Yes, more people in a room staring at a drop screen and throwing around design jargon. But it’s important. It’s a meeting of the Architectural Review Committee of the Landmark’s Preservation Board. It’s a mouth full, but the committee is considering proposals for The Troy Laundry site, a historic building in the South Lake Union Neighborhood. It’s yet another opportunity to take the right fork in the road when it comes to preservation, maximizing new development rather than putting the site under glass, forcing the project to step back from the historic buildings.
The details are still emerging with the project, but Touchstone Development is proposing a new development on the site that would have a pretty significant increase in building mass. The concerns that are most often voiced at these meetings is how the existing historic structures will fare with all that new construction. That means having to push the available productive square footage in order to “pay respect” to the existing building. All of this process makes sense. The last thing the city of Seattle needs is exiting historic buildings overshadowed by big bulky buildings that diminish the form being preserved.
But there is often a tendency to take big steps back from historic buildings, like the buildings are spotted owls, a delicate and endangered species. In the debate over rezones in Pioneer Square these same issues came up. I don’t believe there is a conflict between density and preservation. I think ideas like Transfer of Development Rights for historic buildings would resolve many of the issues that arise. But sometimes we have to be bold, pushing the limits of height, bulk, and scale in order to accommodate future growth.
Here’s what I said in the public comment period:
I live on Capitol Hill. This site is within my regular walkshed; I often pass by this site on my way to South Lake Union.
I would urge the board to allow the maximum use of this site.

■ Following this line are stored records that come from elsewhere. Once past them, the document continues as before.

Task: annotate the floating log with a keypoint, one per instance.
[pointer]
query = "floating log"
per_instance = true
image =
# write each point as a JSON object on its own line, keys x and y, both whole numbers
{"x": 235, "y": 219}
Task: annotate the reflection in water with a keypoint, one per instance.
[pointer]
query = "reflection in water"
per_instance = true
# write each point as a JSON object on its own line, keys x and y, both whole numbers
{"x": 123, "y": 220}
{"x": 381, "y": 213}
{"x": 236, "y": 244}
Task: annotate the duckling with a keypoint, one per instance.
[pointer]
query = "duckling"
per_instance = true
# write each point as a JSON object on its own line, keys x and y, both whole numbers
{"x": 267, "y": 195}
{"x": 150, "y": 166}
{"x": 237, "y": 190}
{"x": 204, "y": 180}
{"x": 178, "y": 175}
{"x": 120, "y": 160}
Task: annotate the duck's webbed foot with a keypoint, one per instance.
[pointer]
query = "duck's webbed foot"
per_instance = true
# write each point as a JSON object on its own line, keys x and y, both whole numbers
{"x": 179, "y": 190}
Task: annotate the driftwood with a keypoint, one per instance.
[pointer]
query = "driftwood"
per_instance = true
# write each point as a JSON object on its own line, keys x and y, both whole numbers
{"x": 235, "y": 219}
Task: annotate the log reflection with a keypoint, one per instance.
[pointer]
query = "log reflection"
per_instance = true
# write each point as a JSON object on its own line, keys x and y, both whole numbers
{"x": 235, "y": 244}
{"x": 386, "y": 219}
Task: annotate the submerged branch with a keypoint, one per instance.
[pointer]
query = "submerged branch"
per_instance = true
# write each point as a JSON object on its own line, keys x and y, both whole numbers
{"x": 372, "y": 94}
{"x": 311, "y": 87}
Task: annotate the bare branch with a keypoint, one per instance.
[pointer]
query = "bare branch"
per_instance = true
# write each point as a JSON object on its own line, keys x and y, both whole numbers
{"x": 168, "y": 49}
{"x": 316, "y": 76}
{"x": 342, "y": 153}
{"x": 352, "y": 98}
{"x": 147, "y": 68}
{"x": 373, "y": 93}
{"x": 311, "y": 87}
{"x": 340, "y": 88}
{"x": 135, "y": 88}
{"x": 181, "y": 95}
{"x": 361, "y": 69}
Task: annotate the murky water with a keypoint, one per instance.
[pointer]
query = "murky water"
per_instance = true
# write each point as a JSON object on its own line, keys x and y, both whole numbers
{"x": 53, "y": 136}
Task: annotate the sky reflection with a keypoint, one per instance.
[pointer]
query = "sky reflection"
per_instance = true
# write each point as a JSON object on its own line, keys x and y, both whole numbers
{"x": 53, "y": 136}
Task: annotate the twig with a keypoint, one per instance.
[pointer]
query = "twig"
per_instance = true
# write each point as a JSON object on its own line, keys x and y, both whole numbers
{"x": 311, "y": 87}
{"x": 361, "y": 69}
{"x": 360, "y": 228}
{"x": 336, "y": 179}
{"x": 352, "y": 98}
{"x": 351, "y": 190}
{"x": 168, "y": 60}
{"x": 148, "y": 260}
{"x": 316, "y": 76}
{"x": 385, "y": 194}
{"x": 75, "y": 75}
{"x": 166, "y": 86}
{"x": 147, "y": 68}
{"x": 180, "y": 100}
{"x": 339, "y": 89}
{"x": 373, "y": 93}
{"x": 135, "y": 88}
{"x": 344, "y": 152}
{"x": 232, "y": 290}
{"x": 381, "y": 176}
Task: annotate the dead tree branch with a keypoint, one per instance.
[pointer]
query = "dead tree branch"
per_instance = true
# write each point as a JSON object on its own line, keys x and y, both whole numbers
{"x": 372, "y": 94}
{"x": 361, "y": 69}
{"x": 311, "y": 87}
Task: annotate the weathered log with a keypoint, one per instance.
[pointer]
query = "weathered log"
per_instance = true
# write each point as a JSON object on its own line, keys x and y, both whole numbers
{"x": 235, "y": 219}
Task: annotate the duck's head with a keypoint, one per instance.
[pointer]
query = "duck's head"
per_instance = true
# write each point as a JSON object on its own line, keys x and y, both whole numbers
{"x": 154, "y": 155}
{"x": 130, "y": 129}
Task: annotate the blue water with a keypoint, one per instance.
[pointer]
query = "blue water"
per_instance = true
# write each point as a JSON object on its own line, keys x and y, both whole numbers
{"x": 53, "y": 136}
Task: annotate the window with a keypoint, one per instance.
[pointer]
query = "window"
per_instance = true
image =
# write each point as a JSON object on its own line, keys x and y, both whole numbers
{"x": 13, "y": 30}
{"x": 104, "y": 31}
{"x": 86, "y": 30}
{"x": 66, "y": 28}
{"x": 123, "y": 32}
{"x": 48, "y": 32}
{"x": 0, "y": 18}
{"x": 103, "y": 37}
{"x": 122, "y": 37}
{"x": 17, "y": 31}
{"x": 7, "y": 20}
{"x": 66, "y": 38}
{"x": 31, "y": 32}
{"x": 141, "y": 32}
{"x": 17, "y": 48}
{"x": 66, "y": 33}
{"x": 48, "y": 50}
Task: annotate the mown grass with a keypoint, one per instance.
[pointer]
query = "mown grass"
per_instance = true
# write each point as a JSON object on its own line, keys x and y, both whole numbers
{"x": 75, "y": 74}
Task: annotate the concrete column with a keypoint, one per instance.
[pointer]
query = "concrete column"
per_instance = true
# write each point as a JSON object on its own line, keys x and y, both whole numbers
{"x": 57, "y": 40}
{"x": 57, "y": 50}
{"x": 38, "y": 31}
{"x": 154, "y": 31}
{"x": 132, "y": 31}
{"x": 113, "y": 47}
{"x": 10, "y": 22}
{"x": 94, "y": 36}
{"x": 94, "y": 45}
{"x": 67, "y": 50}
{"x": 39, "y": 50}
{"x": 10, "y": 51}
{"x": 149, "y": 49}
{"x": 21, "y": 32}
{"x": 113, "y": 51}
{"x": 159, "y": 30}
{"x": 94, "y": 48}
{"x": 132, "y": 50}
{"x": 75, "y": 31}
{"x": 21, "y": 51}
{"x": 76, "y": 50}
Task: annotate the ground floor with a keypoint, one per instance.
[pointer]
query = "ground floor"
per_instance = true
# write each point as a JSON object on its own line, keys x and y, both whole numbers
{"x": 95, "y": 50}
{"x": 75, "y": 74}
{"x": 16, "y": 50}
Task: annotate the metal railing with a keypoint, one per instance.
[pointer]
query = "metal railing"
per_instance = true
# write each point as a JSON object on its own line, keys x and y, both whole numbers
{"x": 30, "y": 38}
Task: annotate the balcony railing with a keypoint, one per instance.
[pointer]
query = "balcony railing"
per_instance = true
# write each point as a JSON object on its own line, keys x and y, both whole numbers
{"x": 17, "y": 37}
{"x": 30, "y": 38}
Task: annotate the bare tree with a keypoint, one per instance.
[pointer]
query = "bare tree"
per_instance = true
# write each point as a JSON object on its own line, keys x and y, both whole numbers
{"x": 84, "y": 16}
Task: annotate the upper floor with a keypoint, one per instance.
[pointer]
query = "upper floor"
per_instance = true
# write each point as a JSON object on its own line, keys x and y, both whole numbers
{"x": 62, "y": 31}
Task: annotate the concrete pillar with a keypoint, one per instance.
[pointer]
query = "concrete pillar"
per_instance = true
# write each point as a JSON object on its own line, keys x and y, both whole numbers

There’s a reason that this is an area that I just pass through — there’s no there, there yet.
The proposal to do more with the site would begin the much promised transformation of this area from a place one passes through into a destination.
You all know that preservation isn’t about putting buildings under glass. It’s the opposite. Preservation is about activating historic structures and keeping them part of the urban fabric.
Limiting development now would simply slow down positive change and perhaps retard it. An active and well utilized site is just we need to make the Troy Laundry property part of a vibrant, active, and sustainable neighborhood
This is an important site, and the push to maximize usable space for more people to use the site is a game of inches and feet. The proponents and committee will have to wrestle with many issues, but making this site work is a once in a generation opportunity. But as a city, we ought to be more aggressive because what we don’t build here will have to go somewhere else and with a Council reluctant to upzone, we’ve got to get everything we can from new projects.